First, Palestinians have already seen “12 years of meetings, statements, and press conferences of the Palestinian factions on a national reconciliation, but nothing has happened on the ground”.

Furthermore, even where past agreements have been signed, this has not precluded Hamas from operating its own shadow government in Gaza. Beyond delivering public statements, it is unclear how previous bones of contention would now be overcome in practice.

Second, the ‘Moscow statement’ is only an “agreement to begin consulting” with President Abbas. Effectively, this means that it is no more than a recommendation that passes on the baton to President Abbas. According to Ben-Menachem, PA sources suggest that President Abbas has only supported the statement thus far to please the Russian Foreign Minister and maintain good relations with Russia.

Finally, despite the ‘Moscow statement’, Hamas-Fatah rivalry appears to be alive and well. As Ben-Menahem notes, it was only in the last few weeks a network of Hamas operatives working to undermine the PA in Ramallah were arrested.

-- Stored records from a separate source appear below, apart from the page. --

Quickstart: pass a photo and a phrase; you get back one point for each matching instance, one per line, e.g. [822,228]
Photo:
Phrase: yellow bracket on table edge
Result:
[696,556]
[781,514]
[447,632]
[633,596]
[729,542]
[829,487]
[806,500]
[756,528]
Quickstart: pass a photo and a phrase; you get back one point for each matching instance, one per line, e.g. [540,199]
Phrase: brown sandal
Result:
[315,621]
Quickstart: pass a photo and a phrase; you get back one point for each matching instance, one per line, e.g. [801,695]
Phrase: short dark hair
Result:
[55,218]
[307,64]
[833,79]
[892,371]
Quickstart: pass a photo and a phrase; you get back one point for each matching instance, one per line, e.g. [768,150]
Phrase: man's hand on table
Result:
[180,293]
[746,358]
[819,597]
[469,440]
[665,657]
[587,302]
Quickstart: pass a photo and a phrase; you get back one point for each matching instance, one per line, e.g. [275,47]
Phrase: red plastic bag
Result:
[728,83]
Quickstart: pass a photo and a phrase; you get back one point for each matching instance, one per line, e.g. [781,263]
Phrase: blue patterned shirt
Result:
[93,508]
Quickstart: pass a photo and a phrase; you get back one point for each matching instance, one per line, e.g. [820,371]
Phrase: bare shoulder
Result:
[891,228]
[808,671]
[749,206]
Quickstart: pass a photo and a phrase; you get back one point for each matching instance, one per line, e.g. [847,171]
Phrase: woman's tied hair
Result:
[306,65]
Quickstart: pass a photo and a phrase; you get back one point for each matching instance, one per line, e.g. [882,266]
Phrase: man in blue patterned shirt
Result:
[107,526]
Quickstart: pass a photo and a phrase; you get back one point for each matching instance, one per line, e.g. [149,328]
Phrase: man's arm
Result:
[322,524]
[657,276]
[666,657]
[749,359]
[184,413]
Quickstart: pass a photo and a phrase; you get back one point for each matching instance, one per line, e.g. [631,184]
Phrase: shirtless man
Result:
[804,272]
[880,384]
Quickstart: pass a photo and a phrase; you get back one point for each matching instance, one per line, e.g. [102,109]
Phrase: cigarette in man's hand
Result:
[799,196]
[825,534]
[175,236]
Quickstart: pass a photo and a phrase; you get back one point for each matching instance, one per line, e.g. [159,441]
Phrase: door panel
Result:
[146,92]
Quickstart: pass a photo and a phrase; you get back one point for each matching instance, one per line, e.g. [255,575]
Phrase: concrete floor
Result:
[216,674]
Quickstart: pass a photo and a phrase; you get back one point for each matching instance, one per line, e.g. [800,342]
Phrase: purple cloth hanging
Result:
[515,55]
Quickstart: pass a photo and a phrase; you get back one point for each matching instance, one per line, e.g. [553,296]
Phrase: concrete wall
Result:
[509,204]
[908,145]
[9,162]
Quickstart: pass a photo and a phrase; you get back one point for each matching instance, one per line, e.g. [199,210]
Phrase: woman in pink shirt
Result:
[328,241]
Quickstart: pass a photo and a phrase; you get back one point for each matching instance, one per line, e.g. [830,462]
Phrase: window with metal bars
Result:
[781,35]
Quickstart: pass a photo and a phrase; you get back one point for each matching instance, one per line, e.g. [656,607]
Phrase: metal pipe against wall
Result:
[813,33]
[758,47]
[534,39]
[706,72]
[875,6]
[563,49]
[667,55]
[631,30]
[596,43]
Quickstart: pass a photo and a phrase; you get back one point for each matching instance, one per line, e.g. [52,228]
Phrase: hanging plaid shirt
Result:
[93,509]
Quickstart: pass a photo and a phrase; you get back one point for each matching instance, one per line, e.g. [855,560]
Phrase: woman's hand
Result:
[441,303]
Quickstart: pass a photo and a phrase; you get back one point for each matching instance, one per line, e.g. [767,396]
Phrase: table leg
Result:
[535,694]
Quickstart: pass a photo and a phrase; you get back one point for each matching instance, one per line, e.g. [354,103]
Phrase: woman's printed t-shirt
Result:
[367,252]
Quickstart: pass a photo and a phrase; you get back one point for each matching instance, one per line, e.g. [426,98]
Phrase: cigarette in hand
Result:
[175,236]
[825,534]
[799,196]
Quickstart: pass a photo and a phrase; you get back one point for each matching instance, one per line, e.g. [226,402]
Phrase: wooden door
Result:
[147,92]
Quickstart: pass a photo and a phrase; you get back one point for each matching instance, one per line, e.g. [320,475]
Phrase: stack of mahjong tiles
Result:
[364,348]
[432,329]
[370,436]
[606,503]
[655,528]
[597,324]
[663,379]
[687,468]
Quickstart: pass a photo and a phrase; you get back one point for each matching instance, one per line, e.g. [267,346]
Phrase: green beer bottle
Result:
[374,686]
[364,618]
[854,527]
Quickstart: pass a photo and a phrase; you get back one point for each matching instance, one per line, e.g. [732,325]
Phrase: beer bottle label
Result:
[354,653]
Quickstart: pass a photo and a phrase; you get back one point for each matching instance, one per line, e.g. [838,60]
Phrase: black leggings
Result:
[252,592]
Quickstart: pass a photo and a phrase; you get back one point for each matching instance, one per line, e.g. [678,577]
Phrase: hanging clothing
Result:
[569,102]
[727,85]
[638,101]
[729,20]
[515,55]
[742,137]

More recently, Hamas arrested Fatah journalists working in the Gaza Strip, and sentenced 8 Fatah members to various prison terms on Wednesday, for “undermining revolutionary unity.”

On top of this, a recent dispute between Hamas and Fatah over electricity and fuel payments in January led to serious power shortages across the Gaza Strip. More recently, Hamas has rejected the new date for local elections that was called by the Palestinian Authority until “after ending disagreements, achieving reconciliation, and uniting Palestinian institutions, including the political, judicial, and security levels”.

For now then, the latest reconciliation attempt may prove to be yet another round of public statements with little actual substance.